Struktur Satuan Kopassus
Perbedaan struktur dengan satuan infanteri lain
Struktur organisasi Kopassus berbeda dengan satuan infanteri
pada umumnya. Meski dari segi korps, para anggota Kopassus pada umumnya
berasal dari Korps Infanteri, namun sesuai dengan sifatnya yang khusus,
maka Kopassus menciptakan strukturnya sendiri, yang berbeda dengan
satuan infanteri lainnya.
Kopassus sengaja untuk tidak terikat pada ukuran umum satuan
infanteri, hal ini tampak pada satuan mereka yang disebut Grup.
Penggunaan istilah Grup bertujuan agar satuan yang dimiliki mereka
terhindar dari standar ukuran satuan infanteri pada umumnya (misalnya Brigade).

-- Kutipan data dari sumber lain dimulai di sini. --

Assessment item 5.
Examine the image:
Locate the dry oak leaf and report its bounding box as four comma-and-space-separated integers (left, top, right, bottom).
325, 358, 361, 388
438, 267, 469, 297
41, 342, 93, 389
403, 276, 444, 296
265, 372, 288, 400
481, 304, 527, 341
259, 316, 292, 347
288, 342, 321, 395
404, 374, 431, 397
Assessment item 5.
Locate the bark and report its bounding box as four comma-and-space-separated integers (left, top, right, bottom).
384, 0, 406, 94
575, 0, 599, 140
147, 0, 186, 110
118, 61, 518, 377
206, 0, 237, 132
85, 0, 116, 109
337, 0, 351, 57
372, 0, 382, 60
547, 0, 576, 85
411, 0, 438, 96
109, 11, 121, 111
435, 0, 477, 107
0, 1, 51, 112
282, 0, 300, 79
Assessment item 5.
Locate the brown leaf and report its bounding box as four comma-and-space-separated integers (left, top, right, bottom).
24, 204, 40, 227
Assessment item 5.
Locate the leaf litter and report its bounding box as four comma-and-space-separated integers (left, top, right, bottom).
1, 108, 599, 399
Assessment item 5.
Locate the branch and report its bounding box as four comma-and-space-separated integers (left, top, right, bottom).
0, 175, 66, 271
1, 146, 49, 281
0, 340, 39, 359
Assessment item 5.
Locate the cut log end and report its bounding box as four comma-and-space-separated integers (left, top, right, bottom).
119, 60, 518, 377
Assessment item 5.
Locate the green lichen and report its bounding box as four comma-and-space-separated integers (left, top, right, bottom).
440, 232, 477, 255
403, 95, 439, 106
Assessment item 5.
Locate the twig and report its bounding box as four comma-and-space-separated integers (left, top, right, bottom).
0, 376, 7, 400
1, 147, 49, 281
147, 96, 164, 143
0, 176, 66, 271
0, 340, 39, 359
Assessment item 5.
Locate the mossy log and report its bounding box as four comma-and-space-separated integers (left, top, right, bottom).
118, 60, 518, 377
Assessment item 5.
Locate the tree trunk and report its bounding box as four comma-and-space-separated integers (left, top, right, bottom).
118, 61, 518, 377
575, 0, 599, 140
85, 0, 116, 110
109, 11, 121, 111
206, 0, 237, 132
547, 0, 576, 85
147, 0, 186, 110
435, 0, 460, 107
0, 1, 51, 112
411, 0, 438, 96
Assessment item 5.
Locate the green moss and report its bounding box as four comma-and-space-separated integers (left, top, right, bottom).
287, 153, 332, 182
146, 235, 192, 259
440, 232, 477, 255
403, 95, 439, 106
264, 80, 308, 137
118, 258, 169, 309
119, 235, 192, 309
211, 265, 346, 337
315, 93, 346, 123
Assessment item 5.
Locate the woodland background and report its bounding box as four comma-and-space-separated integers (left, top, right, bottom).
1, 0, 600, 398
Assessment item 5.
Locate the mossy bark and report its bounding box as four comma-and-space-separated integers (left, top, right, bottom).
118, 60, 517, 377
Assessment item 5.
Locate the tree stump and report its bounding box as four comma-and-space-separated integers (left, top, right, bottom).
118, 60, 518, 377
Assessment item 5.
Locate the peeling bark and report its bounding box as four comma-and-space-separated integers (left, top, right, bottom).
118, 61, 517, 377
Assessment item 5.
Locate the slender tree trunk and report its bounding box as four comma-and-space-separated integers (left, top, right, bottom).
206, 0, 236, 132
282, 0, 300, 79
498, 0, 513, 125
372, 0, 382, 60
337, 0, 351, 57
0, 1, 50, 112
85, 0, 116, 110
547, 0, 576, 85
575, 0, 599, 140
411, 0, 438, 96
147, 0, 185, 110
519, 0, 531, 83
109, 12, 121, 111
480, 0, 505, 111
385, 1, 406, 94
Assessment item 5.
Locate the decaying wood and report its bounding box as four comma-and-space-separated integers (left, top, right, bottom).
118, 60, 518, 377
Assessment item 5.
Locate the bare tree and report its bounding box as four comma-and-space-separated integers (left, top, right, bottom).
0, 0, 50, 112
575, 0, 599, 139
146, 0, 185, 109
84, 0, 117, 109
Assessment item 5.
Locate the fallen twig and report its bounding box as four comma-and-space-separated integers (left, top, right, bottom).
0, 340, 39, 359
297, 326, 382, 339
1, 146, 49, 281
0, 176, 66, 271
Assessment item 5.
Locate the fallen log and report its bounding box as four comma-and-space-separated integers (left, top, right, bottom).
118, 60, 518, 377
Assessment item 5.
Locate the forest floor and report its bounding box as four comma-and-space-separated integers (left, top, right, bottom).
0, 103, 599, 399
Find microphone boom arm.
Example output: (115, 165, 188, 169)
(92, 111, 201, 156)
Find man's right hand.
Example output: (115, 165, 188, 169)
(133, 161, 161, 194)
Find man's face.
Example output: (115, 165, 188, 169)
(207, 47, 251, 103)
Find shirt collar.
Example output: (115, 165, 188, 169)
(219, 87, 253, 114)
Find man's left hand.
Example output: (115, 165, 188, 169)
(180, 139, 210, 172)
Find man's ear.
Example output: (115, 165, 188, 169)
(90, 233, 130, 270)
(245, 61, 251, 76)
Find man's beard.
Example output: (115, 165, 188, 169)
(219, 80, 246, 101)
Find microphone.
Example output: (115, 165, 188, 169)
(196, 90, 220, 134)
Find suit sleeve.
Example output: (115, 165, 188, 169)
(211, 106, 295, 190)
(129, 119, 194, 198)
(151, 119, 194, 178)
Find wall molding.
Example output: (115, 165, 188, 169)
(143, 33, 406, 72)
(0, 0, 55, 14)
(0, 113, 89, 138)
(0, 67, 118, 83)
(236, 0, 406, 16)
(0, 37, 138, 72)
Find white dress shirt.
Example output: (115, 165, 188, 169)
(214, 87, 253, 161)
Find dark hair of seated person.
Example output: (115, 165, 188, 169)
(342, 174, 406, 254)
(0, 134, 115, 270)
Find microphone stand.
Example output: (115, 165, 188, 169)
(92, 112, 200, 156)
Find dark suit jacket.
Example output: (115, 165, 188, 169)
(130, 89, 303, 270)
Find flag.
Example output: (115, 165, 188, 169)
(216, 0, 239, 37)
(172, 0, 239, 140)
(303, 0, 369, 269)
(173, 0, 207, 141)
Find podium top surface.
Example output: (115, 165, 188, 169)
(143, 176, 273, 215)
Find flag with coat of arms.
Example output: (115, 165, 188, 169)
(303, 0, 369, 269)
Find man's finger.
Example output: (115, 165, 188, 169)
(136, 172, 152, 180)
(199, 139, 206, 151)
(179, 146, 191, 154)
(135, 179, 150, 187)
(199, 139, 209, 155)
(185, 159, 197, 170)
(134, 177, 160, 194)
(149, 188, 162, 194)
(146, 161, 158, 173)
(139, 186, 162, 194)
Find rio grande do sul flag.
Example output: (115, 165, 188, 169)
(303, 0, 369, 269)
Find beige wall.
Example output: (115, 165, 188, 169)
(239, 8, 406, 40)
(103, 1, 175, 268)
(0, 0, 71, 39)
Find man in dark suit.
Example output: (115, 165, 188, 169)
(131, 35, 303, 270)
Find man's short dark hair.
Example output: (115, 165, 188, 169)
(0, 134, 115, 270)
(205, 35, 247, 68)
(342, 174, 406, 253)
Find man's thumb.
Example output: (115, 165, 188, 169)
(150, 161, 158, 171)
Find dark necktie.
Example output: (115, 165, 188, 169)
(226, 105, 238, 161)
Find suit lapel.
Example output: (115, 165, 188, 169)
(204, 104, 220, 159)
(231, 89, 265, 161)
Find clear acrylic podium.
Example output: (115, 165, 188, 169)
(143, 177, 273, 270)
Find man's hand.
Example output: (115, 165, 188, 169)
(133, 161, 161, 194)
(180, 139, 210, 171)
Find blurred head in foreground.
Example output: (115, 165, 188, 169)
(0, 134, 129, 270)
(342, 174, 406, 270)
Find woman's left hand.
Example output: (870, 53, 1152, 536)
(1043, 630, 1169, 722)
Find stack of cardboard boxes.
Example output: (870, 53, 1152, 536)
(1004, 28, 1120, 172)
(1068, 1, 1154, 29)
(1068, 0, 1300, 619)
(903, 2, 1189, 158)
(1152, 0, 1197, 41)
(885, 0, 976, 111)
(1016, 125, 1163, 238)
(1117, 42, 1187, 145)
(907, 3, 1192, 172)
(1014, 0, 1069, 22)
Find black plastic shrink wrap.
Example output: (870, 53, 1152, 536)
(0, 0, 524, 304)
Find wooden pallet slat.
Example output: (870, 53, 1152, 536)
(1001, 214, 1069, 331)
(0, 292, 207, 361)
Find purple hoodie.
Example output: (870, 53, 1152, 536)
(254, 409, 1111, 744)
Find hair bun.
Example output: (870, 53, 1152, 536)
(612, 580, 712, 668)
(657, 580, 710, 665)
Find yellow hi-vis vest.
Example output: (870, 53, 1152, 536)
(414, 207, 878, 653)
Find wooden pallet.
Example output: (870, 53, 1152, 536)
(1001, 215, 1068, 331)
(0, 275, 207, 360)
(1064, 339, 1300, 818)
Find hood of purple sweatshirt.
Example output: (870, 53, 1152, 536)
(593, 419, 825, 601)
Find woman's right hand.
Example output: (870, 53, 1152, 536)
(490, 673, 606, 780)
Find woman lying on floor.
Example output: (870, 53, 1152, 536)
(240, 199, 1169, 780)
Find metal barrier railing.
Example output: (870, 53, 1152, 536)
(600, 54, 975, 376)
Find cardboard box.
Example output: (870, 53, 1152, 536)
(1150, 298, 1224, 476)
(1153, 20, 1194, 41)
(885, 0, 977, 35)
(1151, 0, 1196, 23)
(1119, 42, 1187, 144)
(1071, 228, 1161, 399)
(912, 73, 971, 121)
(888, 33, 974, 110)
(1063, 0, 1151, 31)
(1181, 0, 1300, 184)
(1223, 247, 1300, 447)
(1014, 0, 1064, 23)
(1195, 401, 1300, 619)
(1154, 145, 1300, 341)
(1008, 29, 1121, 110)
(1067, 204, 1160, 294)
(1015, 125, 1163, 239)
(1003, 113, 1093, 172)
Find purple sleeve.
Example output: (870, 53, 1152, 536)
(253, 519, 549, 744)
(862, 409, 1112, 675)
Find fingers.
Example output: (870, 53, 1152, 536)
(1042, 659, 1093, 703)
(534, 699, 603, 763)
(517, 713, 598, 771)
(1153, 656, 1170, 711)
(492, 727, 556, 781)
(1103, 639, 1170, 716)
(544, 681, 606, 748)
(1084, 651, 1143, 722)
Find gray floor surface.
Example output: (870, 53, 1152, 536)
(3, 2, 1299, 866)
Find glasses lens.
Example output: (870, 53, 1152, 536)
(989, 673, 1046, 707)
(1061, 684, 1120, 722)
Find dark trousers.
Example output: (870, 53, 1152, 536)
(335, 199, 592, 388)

Dengan satuan ini, Kopassus dapat fleksibel dalam menentukan jumlah
personel, bisa lebih banyak dari ukuran brigade (sekitar 5000 personel),
atau lebih sedikit.
Lima Grup Kopassus
Secara garis besar satuan dalam Kopassus dibagi dalam lima Grup, yaitu:- Grup 1/Para Komando - berlokasi di Serang, Banten
- Grup 2/Para Komando - berlokasi di Kartasura, Jawa Tengah
- Pusat Pendidikan Pasukan Khusus - berlokasi di Batujajar, Jawa Barat
- Grup 3/Sandhi Yudha - berlokasi di Cijantung, Jakarta Timur
- Satuan 81/Penanggulangan Teror - berlokasi di Cijantung, Jakarta Timur
Kecuali Pusdikpassus,
yang berfungsi sebagai pusat pendidikan, Grup-Grup lain memiliki fungsi
operasional (tempur). Dengan demikian struktur Pusdikpassus berbeda
dengan Grup-Grup lainnya. Masing-masing Grup (kecuali Pusdikpassus),
dibagi lagi dalam batalyon, misalnya: Yon 11, 12 dan 13 (dari Grup 1), serta Grup 21, 22 dan 23 (dari Grup 2).
Jumlah personel
Karena Kopassus merupakan pasukan khusus, maka dalam melaksanakan
operasi tempur, jumlah personel yang terlibat relatif sedikit, tidak
sebanyak jumlah personel infanteri biasa, dengan kata lain tidak
menggunakan ukuran konvensional mulai dari peleton hingga batalyon. Kopassus jarang sekali (mungkin tidak pernah) melakukan operasi dengan melibatkan kekuatan satu batalyon sekaligus.
Istilah di kesatuan
Karena berbeda dengan satuan pada umumnya, satuan di bawah batalyon bukan disebut kompi,
tetapi detasemen, unit atau tim. Kopassus jarang melibatkan personel
yang banyak dalam suatu operasi. Supaya tidak terikat dengan ukuran baku
pada kompi atau peleton, maka Kopassus perlu memiliki sebutan
tersendiri bagi satuannya, agar lebih fleksibel.
Pangkat komandan
- Komandan Grup berpangkat Kolonel,
- Komandan Batalyon berpangkat Letnan Kolonel,
- Komandan Detasemen, Tim, Unit, atau Satuan Tugas Khusus, adalah perwira yang pangkatnya disesuaikan dengan beban tugasnya (mulai Letnan sampai Mayor).
Daftar Komandan Kopassus
Saat ini, Kopassus di pimpin oleh seorang Komandan Jenderal (Danjen) yang berpangkat Mayor Jendral. Saat ini jabatan Danjen diduduki oleh Mayjen TNI Agus Sutomo,S.IP.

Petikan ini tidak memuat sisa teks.